Respiratory Function
Bronchitis, Pneumonia
The lungs and bronchi receive an extensive nerve supply from the spine. Case reports
and research studies have repeatedly demonstrated an improvement in respiratory function
as a result of spinal care.
1) Specific upper cervical chiropractic care and lung function. Kessinger, R Abstracts
from the 13th annual upper cervical spine conference, Nov 16-17, 1996 Life College,
Marietta, Georgia. Pub in Chiropractic Research Journal, Vol. 1V, No.1, Spring 1997
p.27 (also Kessinger R; Changes in pulmonary function associated with upper cervical
specific chiropractic care JVSR 1997; 1(3):43-9.)
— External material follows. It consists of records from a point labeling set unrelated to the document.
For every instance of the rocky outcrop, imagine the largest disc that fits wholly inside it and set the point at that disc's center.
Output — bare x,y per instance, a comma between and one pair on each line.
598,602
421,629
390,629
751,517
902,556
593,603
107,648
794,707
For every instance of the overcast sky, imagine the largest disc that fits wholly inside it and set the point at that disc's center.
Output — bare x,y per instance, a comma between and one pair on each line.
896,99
- From the abstract: This was a study of 58 patients to determine whether the upper
cervical knee chest adjustment as developed by Dr. B.J. Palmer, influenced pulmonary
function. FEV-1 and FVC were measured before care and two weeks after care on a computerized
auto spiro spirometer. Of the 58 patients, 33 (57%) were considered to have “abnormal”
lung function before care. The rest were within normal range. The abnormal group
showed the greatest increases in FEV and FVC over the two-week study. Forty-two percent
of the abnormal patient population actually tested within normal limits after the
two-week study. The “normal” subject population also showed predictable increases
in lung function, but not as dramatic as the abnormal group.
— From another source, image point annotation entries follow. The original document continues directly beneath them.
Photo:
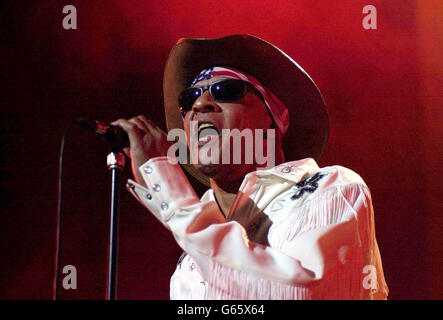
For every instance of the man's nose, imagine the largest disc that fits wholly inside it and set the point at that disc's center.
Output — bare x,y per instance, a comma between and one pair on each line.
205,103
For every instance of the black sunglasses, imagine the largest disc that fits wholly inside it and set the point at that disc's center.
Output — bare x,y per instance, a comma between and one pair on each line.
228,90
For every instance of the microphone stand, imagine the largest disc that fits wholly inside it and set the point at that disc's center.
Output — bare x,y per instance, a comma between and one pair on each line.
115,163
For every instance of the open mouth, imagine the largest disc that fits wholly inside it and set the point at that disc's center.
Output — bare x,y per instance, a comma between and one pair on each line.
206,130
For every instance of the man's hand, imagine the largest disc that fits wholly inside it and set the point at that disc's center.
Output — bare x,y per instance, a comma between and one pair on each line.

2) Chiropractic adjustments of the cervicothorasic spine for the treatment of bronchitis
with complications of atelectasis. Hart, D.L. Libich, E, Ficher R. International
Review of Chiropractic, March/April 1991.
3) Adjustive osteopathic manipulative treatment in the elderly hospitalized with
pneumonia: a pilot study. Noll DR, Shores J, Bryman PN, Masterson EV. Journal of
the American Osteopathic Association 1999; 99(3): 143-6
- This was a study of twenty-one individuals with acute pneumonia. Eleven of them were
given “specific osteopathic manipulative treatment for somatic dysfunction.” All
twenty-one received medical treatment as well (antibiotics etc.). The study found
that those getting the manipulative treatments recovered more quickly from pneumonia.
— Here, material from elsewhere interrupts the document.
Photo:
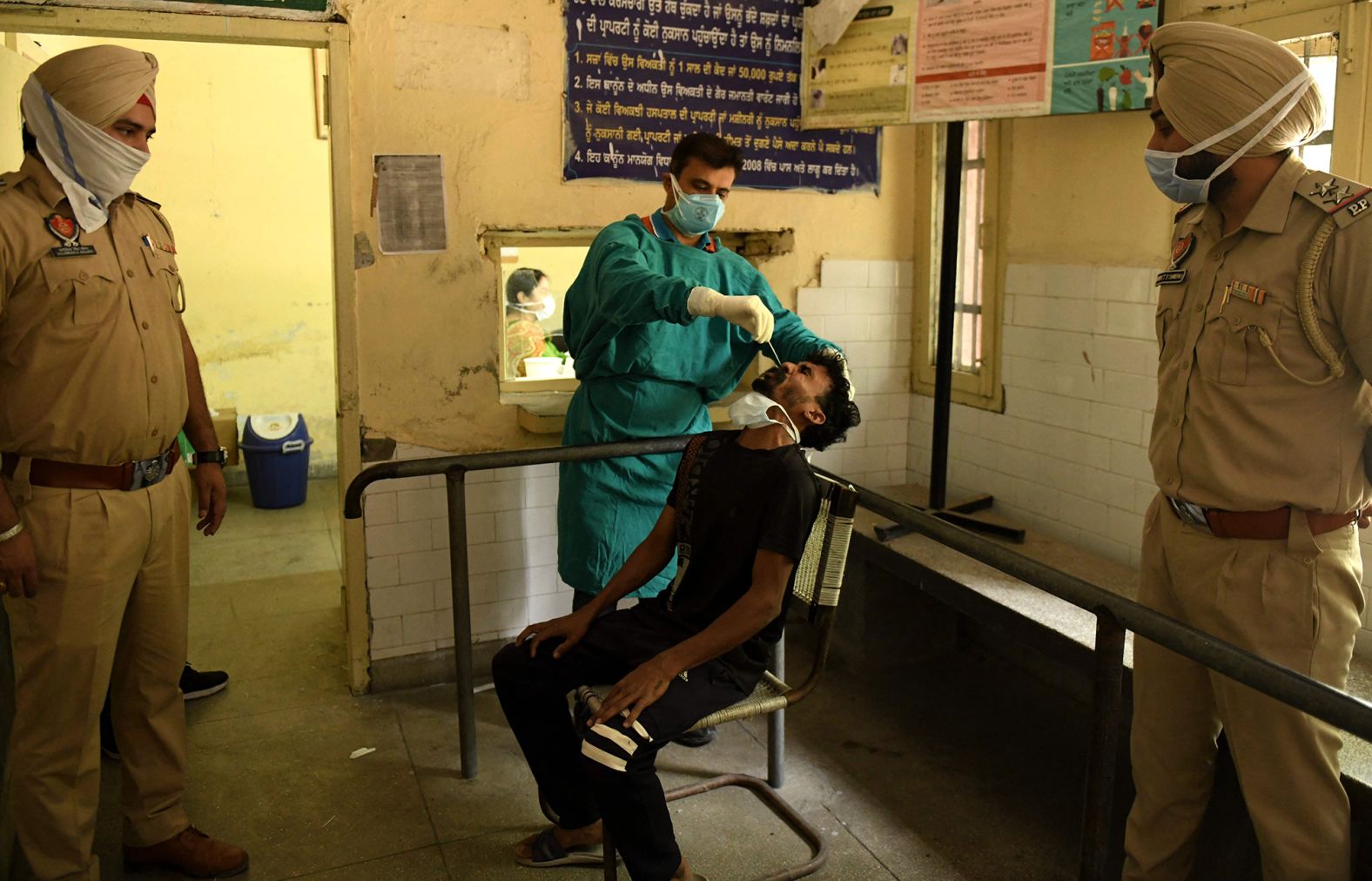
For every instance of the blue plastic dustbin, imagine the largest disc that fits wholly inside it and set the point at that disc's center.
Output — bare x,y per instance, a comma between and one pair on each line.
276,450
As the authors wrote: “Although the mean duration of leukocytosis, intravenous antibiotic
treatment, and length of stay were shorter for the treatment group, these measures
did not reach statistical significance. However, the mean duration of antibiotic
use did reach statistical significance…3.1 days (versus) 0.8 day.”
4) A comparison of the effect of chiropractic treatment on respiratory function in
patients with respiratory distress symptoms and patients without. Hviid C. Bulletin
of the European Chiropractic Union, 1978; 26:17-34.
- It is suggested that there is a change of the peak flow rate and the vital capacity
in patients with obstructive lung disease after chiropractic care.
5) Treatment of visceral disorders by manipulative therapy. Miller WD. In: Goldstein
M, Ed. The Research Status of Spinal Manipulative Therapy. Bethesda: Dept. HEW. 1975:295-
301.
- Patients with chronic obstructive pulmonary disease were treated with osteopathic
manipulation. 92% of the patients stated they were able to walk greater distances,
had fewer colds, experienced less coughing, and had less dyspnea than before treatment.
95% of patients with bronchial asthma said they benefited from chiropractic care.
Peak flow rate and vital capacity increased after the third treatment.
6) Relation of faulty respiration to posture, with clinical implications. Lewit K.
JAOA, 1980, 79:525-529.
- The relation of faulty respiration and posture of the spine and pelvis is considered.
7) Somatic Dyspnea and the orthopedics of respiration. Masarsky CS, Weber M Chiropractic
Technique, 1991; 3:26-29
- Author’s Abstract: Several brief cases are presented in which the symptom of dyspnea
was alleviated or abolished following the correction of vertebral subluxation complex
or other somatic dysfunctions. In discussing such cases, the term “somatic dyspnea”
is suggested to denote air hunger or shortness of breath related to somatic dysfunction.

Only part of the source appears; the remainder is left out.